Feds May Have to Curb Job Corps Drug Tests

     WASHINGTON (CN) – The D.C. Circuit revived a challenge against the U.S. Forest Service’s policy of performing random drug tests on all employees who work for a program that trains at-risk youth.



     Job Corps Civilian Conservation Centers prepare low-income teens for jobs involving the conservation, development and management of public natural resources and recreational areas. The Forest Service administers it with a zero-tolerance drug policy.
     A federal judge had granted summary judgment to the Department of Agriculture and the Forest Service, which argued that Forest Service Job Corps employees “work with at-risk youth in residential settings” that are “often quite remote.”

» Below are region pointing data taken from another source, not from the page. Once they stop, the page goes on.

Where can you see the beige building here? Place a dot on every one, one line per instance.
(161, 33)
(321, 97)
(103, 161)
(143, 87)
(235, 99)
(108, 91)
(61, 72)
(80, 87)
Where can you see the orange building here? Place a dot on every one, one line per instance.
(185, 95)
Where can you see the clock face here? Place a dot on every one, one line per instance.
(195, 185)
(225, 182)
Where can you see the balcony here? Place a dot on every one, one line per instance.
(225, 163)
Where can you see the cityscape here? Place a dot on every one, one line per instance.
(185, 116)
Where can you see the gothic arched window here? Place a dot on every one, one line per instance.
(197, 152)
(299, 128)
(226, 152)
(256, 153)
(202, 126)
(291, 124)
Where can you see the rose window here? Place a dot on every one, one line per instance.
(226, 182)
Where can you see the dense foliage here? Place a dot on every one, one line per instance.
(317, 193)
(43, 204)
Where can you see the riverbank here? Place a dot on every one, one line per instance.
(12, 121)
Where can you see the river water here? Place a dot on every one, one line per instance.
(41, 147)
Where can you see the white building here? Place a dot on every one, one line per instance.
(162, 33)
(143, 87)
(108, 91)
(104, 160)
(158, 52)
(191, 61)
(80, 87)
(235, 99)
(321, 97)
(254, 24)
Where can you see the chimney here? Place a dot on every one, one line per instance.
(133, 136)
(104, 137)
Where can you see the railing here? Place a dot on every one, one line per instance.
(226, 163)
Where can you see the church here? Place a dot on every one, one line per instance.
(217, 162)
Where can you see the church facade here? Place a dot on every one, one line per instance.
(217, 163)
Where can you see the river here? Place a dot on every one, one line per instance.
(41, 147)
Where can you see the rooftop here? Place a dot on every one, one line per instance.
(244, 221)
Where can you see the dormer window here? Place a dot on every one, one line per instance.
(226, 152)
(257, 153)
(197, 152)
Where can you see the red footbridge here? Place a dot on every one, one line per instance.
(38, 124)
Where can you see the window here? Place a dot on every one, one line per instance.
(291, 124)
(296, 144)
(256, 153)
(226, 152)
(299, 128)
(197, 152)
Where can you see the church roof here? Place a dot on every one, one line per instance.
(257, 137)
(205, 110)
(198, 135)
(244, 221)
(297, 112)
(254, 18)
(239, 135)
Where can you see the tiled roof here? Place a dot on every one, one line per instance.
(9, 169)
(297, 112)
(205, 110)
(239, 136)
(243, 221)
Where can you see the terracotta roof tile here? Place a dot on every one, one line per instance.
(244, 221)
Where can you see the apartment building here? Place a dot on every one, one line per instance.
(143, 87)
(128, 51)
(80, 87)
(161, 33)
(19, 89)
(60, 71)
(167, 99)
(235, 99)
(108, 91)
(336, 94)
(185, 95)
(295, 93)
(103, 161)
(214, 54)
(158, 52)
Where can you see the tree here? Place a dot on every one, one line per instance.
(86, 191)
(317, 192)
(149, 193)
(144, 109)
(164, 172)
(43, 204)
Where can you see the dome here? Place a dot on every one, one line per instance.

     But the D.C. Circuit voted 2-1 last week to reverse
     “We conclude that the secretary [of Agriculture] has failed to demonstrate ‘special needs’ rendering the Fourth Amendment requirement of individualized suspicion impractical to the context of Job Corps employment,” Judge Judith Rogers wrote for a majority of the three-member panel.

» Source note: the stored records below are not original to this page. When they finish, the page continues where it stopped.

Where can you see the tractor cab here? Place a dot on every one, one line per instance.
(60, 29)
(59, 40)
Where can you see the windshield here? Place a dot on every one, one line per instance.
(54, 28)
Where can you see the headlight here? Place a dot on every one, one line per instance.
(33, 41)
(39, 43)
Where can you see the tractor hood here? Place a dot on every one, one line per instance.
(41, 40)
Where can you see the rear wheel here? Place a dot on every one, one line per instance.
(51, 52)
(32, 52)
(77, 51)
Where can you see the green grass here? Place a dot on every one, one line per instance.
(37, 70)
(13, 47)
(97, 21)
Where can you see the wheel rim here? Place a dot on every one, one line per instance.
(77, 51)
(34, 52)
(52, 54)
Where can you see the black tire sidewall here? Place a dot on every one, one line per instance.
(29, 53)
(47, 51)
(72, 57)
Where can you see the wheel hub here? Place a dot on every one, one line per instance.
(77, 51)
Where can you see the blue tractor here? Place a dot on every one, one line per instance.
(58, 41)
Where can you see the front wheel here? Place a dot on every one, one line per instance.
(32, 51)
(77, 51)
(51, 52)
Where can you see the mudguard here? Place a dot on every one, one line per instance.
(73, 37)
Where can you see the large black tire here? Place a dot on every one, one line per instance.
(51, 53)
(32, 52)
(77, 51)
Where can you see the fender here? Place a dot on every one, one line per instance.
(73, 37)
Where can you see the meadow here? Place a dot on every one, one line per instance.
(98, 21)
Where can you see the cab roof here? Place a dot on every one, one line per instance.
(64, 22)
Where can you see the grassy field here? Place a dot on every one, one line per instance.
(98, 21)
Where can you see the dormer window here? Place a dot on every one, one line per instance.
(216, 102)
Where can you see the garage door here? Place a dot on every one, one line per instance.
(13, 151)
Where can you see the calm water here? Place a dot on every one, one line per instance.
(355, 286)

     The decision notes that “the secretary offers no explanation of how these general program features and loosely ascribed staff responsibilities serve to undermine the reasonable expectations of privacy held by Job Corps employees not previously subject to random drug testing.”
     “Furthermore, this characterization consists of contested facts, for the Union proffered evidence not only that there was no staff drug problem necessitating random testing, but also that different job categories at the Job Corps Centers have different levels of responsibility, or none, for maintaining the Zero Tolerance Policy, ensuring student safety, and driving students in emergency and other situates,” Rogers added.
     Judge Brett Kavanaugh dissented, however, saying that the Fourth Amendment permits a narrowly targeted drug-testing program.
     “At these specialized residential schools, the potential for drug problems is obvious,” Kavanaugh wrote. “After all, any residential school or camp with young people poses a risk of mischief ranging from the innocuous to the extremely dangerous.”
     The Forest Service Job Corps program offers vocational training and other activities in remote areas to students between 16 and 24-years-old. The students are not allowed to keep cars, and are subjected to suspicion-based drug testing. Employees of the program must undergo a drug test during the screening process of their hiring, but afterward are only required to monitor each other to ensure proper workplace behavior. They are subject to reinvestigation every 15 years.